Whats the need for the warp engines to be up on pylons. Whats the point? They look better on the Voyager and more aggresive in design down lower and behind. Why have warp engines set up like trophys for enemys to take aim on?

How can the warp engines be too close together, or too far apart? What diff does it make if they're side by side or end to end. It's make believe. Although the pylons are the weakest design element on the Nu Prise, the big warp engines on the Nu Prise look like serious buisness, instead of tampon tubes on popsicle sticks.

The dish no longer looks like a radar antenna from the 60's but instead has a modern and functional look. I don't know how the original design gets away with the radar dish while TOS fans constanly bash the new design. Again, this new look makes sence.

The lower hull on either design looks fine, I can't decide why I would like one over the other, but if we discover later that the saucer section detaches I'll have to reserve judgement. Why wouldn't the Enterprise be designed with a seperable saucer section. It only makes sence.

Overall, this Enterprise looks fantastic and I am very happy and even though I will always be a fan of TOS, I'll never forget the Enterprise looked like a toy held up by strings and with only slightly better FX than Lost in Space which we considered to be a little kid show.
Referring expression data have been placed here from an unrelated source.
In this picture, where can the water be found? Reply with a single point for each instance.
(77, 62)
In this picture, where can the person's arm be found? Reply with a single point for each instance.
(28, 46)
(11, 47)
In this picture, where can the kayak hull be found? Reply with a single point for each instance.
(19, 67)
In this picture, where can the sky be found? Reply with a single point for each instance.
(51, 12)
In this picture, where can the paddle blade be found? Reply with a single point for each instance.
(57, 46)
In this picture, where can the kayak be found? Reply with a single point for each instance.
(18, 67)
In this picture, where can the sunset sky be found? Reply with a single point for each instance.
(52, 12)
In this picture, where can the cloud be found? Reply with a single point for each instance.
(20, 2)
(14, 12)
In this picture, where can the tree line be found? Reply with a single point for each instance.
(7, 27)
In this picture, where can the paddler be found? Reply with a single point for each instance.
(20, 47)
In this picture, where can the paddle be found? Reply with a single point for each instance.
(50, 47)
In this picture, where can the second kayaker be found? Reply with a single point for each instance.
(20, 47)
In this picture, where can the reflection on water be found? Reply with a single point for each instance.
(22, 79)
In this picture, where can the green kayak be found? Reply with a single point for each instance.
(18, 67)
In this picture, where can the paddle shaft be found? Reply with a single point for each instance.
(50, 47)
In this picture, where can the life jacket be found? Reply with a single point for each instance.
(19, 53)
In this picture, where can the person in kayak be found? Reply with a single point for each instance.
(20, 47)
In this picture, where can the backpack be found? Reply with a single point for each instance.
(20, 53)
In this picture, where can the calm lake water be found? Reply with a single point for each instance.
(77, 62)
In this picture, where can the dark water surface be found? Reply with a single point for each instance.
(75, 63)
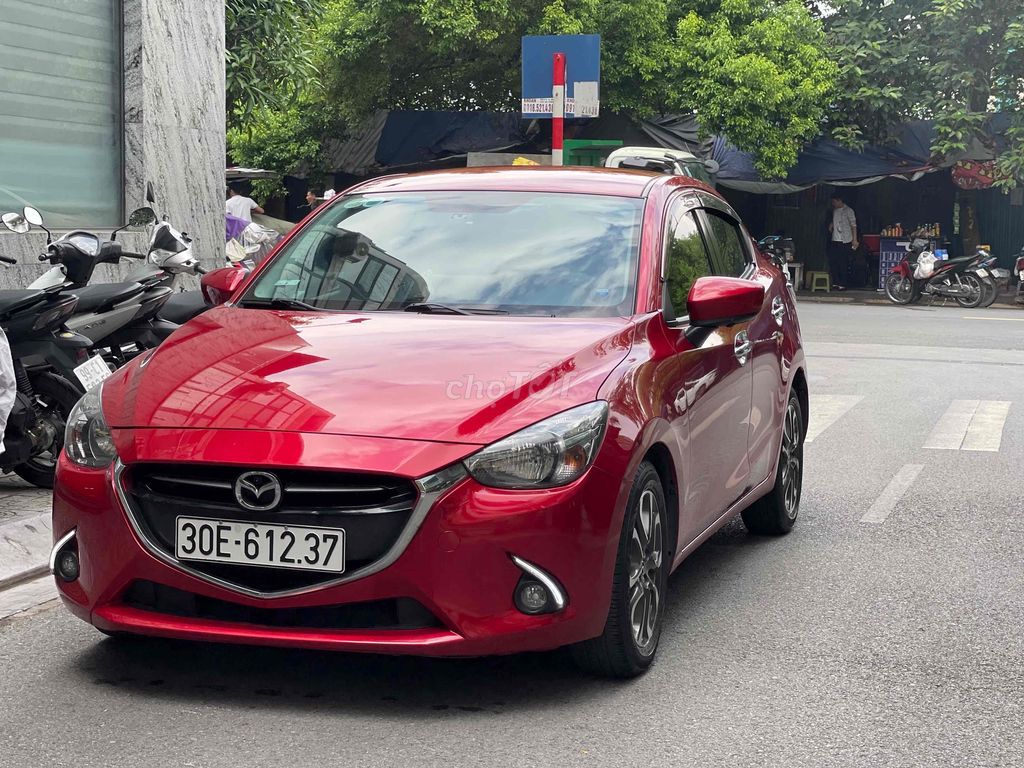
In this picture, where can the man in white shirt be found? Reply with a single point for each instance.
(240, 206)
(843, 242)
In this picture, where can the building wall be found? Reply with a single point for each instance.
(173, 132)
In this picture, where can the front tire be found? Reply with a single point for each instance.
(899, 290)
(633, 628)
(776, 513)
(978, 292)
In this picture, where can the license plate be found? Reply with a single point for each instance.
(298, 547)
(93, 372)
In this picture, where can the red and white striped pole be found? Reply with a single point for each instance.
(558, 110)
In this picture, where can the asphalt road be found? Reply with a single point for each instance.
(884, 631)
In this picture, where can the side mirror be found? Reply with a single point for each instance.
(723, 301)
(33, 216)
(16, 223)
(141, 217)
(219, 285)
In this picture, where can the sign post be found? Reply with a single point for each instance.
(557, 109)
(560, 79)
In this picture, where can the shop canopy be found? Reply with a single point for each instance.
(408, 140)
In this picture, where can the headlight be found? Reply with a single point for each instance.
(88, 440)
(554, 452)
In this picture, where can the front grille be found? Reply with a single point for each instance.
(372, 509)
(397, 613)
It was the show, the characters we loved. Not the ship. The ship was foreign looking. A saucer with rocket motors up on sticks. What the heck? Nobody liked it at first. It just grew on us after time. Thats my honest opinion.


----------



## Zombie_61 (Apr 21, 2004)

1701ALover said:


> Actually, if you look at this comparison, the deflector doesn't stand any further forward on the JJ-prise than on the TOS Enterprise. In fact, the saucer sits too far back on the dorsal neck. I did a quick-and-dirty correction of that point, and it actually looks a lot better.


Interesting that such a relatively minor modification could improve the overall appearance so much.



aurora fan said:


> Whats the need for the warp engines to be up on pylons. Whats the point? They look better on the Voyager and more aggresive in design down lower and behind. Why have warp engines set up like trophys for enemys to take aim on?


I read somewhere years ago that the warp engines were set far from the bulk of the ship to protect the crew from radiation and/or other harmful emissions present while the engines were in operation. Considering the engines were located closer to the main hull with almost every subsequent design, it's concievable either warp or shielding technology had improved to the point where radiation was not such a concern (within the context of the Star Trek universe, that is).



aurora fan said:


> How can the warp engines be too close together, or too far apart? What diff does it make if they're side by side or end to end. It's make believe. Although the pylons are the weakest design element on the Nu Prise, the big warp engines on the Nu Prise look like serious buisness, instead of tampon tubes on popsicle sticks.


For me it's simply a matter of aesthetics--in my opinion the ship looks more balanced visually with the engines further apart.



aurora fan said:


> It was the show, the characters we loved. Not the ship. The ship was foreign looking. A saucer with rocket motors up on sticks. What the heck? Nobody liked it at first. It just grew on us after time. Thats my honest opinion.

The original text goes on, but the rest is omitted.